World premiere: Helmuth Rilling conducted the first performance of Levin’s realization in August 1991 at the European Music Festival in Stuttgart.

Instrumentation: soprano, alto, tenor and bass soloists, SATB chorus, 2 bassoons, 2 basset horns (or clarinets), 2 trumpets, 3 trombones, timpani, organ, and strings

Estimated duration: 53 minutes

The mysterious circumstances surrounding Wolfgang Amadeus Mozart’s Requiem have lent the work an aura of romance and intrigue almost as compelling as the music itself. In the summer of 1791, Count Franz Walsegg von Stuppach sent a messenger to Mozart with an anonymous commission for a Requiem intended to honor Walsegg’s late wife. Walsegg, an amateur musician, had a habit of commissioning works from well-known composers and then claiming them as his own, hence his need for anonymity and subterfuge. Chronically hard up, Mozart accepted the commission. He completed several sketches before putting the Requiem aside to finish Die Zauberflöte and La Clemenza di Tito and to oversee a production of Don Giovanni.

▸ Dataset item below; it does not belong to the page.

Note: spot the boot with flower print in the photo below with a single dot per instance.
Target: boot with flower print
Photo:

In October 1791, in failing health, Mozart returned to the Requiem. When Mozart died two months later, the Requiem remained unfinished. Mozart’s wife, Constanze, facing a mountain of debt, asked one of Mozart’s associates, Franz Xaver Süssmayr, to complete it. Süssmayr agreed, but his claims of authorship of the later movements of the Requiem have provoked sharp debates over which man wrote what, debates that continue today.

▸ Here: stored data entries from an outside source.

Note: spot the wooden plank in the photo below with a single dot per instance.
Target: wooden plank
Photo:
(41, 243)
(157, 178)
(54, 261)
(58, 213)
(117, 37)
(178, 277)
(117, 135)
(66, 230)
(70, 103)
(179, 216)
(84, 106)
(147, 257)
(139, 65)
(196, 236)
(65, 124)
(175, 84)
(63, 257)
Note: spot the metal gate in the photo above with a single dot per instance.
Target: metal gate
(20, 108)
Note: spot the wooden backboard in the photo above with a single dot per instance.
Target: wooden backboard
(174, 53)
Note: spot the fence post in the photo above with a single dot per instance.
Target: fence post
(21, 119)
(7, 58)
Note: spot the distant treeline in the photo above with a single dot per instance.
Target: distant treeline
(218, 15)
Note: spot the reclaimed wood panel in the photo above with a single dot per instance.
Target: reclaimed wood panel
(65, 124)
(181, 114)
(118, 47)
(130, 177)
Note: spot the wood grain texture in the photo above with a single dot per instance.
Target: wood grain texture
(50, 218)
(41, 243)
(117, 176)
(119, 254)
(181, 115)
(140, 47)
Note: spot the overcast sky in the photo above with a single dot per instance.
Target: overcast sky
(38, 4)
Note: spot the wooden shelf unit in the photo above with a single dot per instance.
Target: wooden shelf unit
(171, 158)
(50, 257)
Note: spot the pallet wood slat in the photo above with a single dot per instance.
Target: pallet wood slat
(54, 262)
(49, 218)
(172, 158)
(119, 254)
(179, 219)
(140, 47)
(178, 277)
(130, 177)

In 1991, musicologist Robert Levin presented his ‘completed’ version of the Requiem in which he corrected what he called Süssmayr’s “errors in musical grammar.” This version has become preferred by conductors and ensembles; since its premiere, there have been over 125 recordings of Levin’s edition.

The fine attention to detail in the meaning of the words of the requiem mass dictates the musical structure throughout. The chorus’ heartfelt pleading in the opening lines, “Requiem aeternam dona eis, Domine” (Grant them eternal rest, O God), are presented in a dark minor key. This is transformed into a promise of glowing eternity in the next sentence, “Et lux perpetua luceat eis” (and may perpetual light shine upon them) as the music moves into the light of a major key. The strong Kyrie (Lord, have mercy/Christ, have mercy) that follows is set in a stark fugue, Mozart’s homage to J. S. Bach.

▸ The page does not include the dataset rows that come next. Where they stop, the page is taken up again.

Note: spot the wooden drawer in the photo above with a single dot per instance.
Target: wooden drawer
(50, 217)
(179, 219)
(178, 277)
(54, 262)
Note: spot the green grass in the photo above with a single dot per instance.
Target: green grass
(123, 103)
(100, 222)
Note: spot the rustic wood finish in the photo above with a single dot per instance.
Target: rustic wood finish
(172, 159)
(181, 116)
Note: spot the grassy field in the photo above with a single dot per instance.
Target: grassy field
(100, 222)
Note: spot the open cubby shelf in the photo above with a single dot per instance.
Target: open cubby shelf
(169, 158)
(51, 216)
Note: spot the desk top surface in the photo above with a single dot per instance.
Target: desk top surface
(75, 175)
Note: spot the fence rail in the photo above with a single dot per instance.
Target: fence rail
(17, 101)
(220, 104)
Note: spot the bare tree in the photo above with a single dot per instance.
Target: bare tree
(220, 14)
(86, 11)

The Sequence, which is composed of a number of short movements, begins with the Dies Irae (Day of Wrath), whose fiery, agitated setting and orchestral accompaniment bring the terror and fury of the text frighteningly alive. In the Tuba mirum, the bass soloist and a solo trombone proclaim the Day of Judgment, followed by each of the soloists in turn. The chorus returns to beg for salvation from hell in the powerful Rex tremendae, which is followed by the more intimate pleading of the Recordare, in which each of the soloists makes a personal petition to God. The gentleness of this movement is followed by the thunder of the Confutatis, which juxtaposes the images of the damned consigned to the flames of hell with that of the supplicant kneeling in prayer. Then comes the exquisite Lacrymosa, in which the chorus grieves and sobs; The sighing appoggiaturas of the violins echo the lamenting of the text. In the Offertory, the chorus ends its plea for mercy with a reminder of God’s promise to Abraham; these words are set into a tremendous fugue, which recurs at the end of the graceful Hostias.

With the Sanctus comes the first wholly joyful expression of emotion, as the chorus and orchestra together sing God’s praises with shining exclamations in the brasses and a fugue on the words “Hosanna in the highest.” The operatic grace of the melody of the Benedictus, sung by the four soloists, conveys the sense of blessedness of those “who come in the name of the Lord;” this is followed by a recurrence of the choral fugue from the Sanctus. With the Agnus Dei, the chorus and orchestra return to the darkly shifting mood of the opening movement; this culminates in the Communio, which uses the music of the opening Requiem aeternam and concludes with the same fugue used in the Kyrie, but this time on the words “cum sanctis tuis in aeternam” (with Thy saints forever).